The winds of September were more like a polar bear, than winds like a lion introducing March and spring.
September’s winds were accompanied by several downpours and bone-chilling cold.
Many shuddered and goose bumps were common because of the change in temperature – dropping 30 degrees day-to-day.
It was like jumping seasons, past fall and the month of October to mid-November. Autumn officially began Monday – after several days of near seasonal temperatures to end September.
Temperatures have been above freezing, but the winds reintroduced the polar effect as the thermometer dropped 30 degrees in a day.
Statistics from Aug. 20 to Sept. 18 showed an average temperature for the area of 45 to 50 degrees and three to six inches of rain. Green Bay recorded three days with a high of 50, the most in five years.
Weather is not the only indicator that fall is here.
Sandhill cranes gathered in large numbers to gorge on grain, left in recently harvested fields, before heading to their winter grounds in the Platte River area.
Only a few stragglers remained last week.
Black birds resembled targets in a shooting gallery as they banded together, perched pole-to-pole, on single and double strands of wire.
By weekend most black birds, like the cranes, had moved on.
My daily trips to the End Stool often include encountering a variety of wildlife – most often deer, turkeys and squirrels.
Acorns are a delicacy for all three species.
When wild turkeys were introduced into the state in 1976, concerns were that, while deer might play with antelope, the same would not be true with the big upland game bird.
That fear has been allayed. Proof is seeing a deer and turkey feeding a few feet apart under a neighbor’s tree, close to the house and the intersection of roads.
Deer are feeding in the soybean field adjacent to another neighbor’s home. “There are often a dozen or more deer there at dusk,” he said.
I have only seen one identifiable buck in recent weeks. It passed in front of my car early morning – the headlights defining its antlers – as it crossed the road from one drive way to another, stopping in a field, to glance from whence it came.
Assessing the turkey hatch is difficult, because of the difference in broods and the flocks forming.
One hen regularly herds her brood along the ditch line, and the six poults are small, indicating a late hatch.
Another hen is only slightly bigger than her five poults. She is a drill sergeant in command. Sunday, the birds were lined up along the edge of the road and stood at attention, while I slowly drove by.
There is an old maid – probably an outcast from the harem because age has taken its toll – that regularly patrols the area around the house, picking at the seeds and bugs. As I write this, she is strutting in the front yard under a pine, an hour after patrolling the area behind the house.
Somehow I feel a kinship.
Arguably, the turkey is the most successful introduction of a species in game management history, especially in Wisconsin.
Many erroneously complain wolves were introduced by the state Department of Natural Resources, because they have increased in numbers to the point of being a detriment because of their predatory nature.
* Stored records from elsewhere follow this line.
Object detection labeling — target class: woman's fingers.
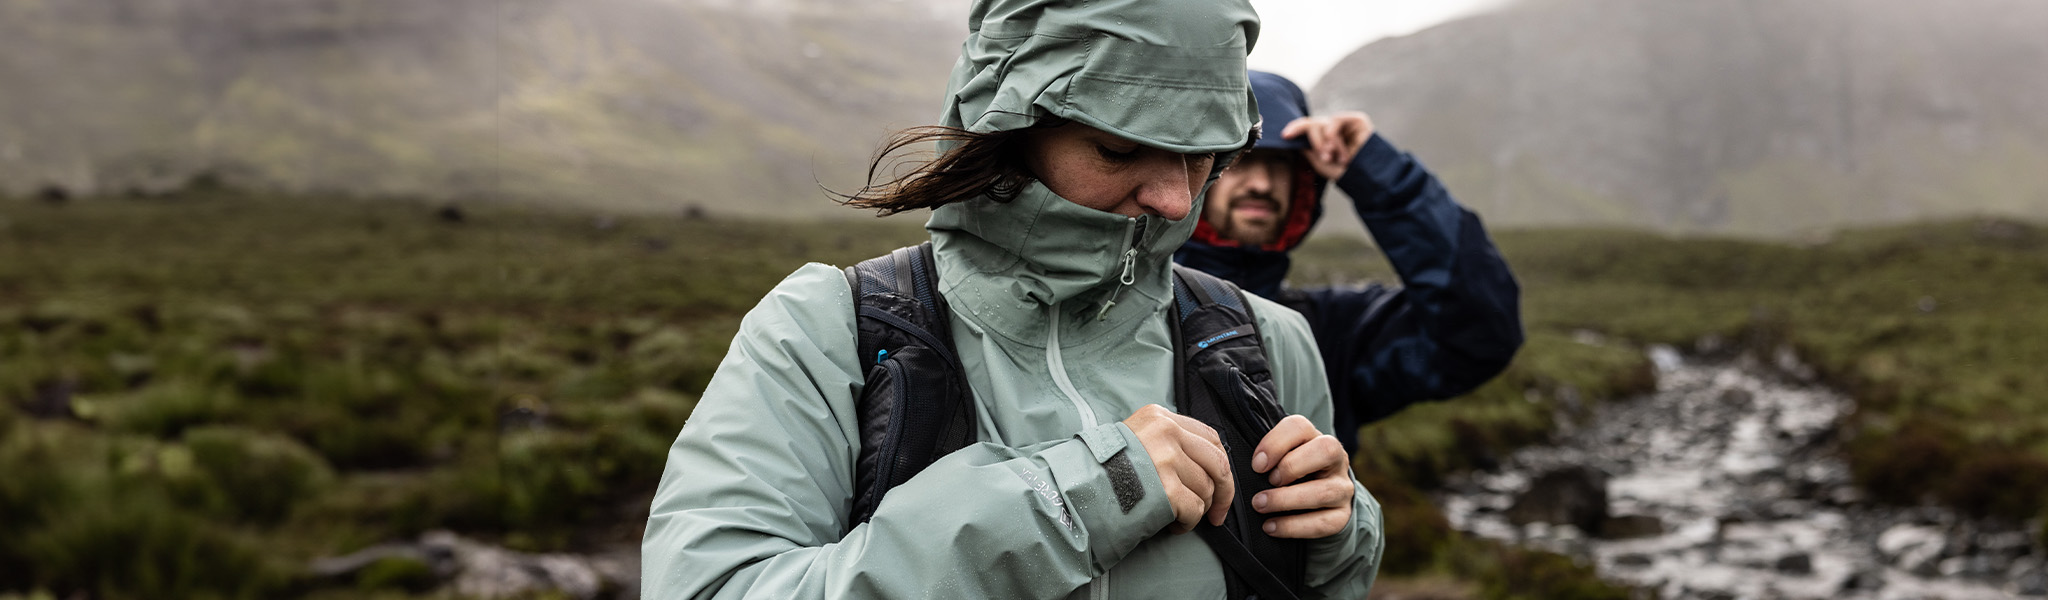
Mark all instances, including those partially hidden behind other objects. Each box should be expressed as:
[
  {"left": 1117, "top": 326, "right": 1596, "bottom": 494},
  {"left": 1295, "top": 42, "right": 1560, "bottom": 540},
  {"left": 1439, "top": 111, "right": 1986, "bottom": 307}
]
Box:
[
  {"left": 1157, "top": 466, "right": 1205, "bottom": 534},
  {"left": 1169, "top": 416, "right": 1234, "bottom": 526},
  {"left": 1253, "top": 472, "right": 1352, "bottom": 514},
  {"left": 1244, "top": 413, "right": 1355, "bottom": 539},
  {"left": 1262, "top": 506, "right": 1353, "bottom": 539},
  {"left": 1252, "top": 414, "right": 1318, "bottom": 474},
  {"left": 1125, "top": 404, "right": 1235, "bottom": 533},
  {"left": 1267, "top": 433, "right": 1345, "bottom": 487}
]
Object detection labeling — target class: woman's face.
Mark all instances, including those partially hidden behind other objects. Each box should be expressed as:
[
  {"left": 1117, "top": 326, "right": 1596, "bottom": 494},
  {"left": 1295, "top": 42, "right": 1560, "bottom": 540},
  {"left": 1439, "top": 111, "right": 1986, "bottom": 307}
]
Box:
[{"left": 1022, "top": 122, "right": 1215, "bottom": 221}]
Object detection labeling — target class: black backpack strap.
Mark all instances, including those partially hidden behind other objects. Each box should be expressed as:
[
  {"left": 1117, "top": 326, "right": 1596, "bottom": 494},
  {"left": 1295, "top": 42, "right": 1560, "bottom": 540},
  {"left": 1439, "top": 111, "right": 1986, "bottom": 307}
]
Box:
[
  {"left": 1171, "top": 264, "right": 1307, "bottom": 600},
  {"left": 842, "top": 242, "right": 977, "bottom": 528}
]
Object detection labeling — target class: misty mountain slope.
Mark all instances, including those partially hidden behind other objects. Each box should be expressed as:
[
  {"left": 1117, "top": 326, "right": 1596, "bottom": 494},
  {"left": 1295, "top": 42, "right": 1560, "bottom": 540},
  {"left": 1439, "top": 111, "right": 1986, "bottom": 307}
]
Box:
[
  {"left": 1314, "top": 0, "right": 2048, "bottom": 234},
  {"left": 0, "top": 0, "right": 964, "bottom": 216}
]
Wolves were an endangered species in the Western Great Lakes Region until 2009 when the U.S. Fish & Wildlife Service removed them from the list and gave management to the state DNR.
The wolf – like deer which migrated south from the north woods, where they were more prevalent when I was young – established packs as their numbers and packs increased in neighboring states, crossing borders.
Adrian Wydeven, a DNR large animal ecologist, and Eric Anderson, a wildlife management professor, both with ties to UW-Stevens Point, were often-used sources chronicling the increasing number of wolves in the state.
Wydeven chaired the Wisconsin Wolf Advisory Committee that included Anderson and more than 20 other members, when wolf management was given to the state by the F&WS in 2009.
They and many others had been involved in the wolf program and large animal management for several years. Management, including hunting, is reviewed and updated.
Nature sometimes gets a boost, such as the turkey introduction, and other times charts its own course, ignoring man’s invisible borders, as species expand their territory.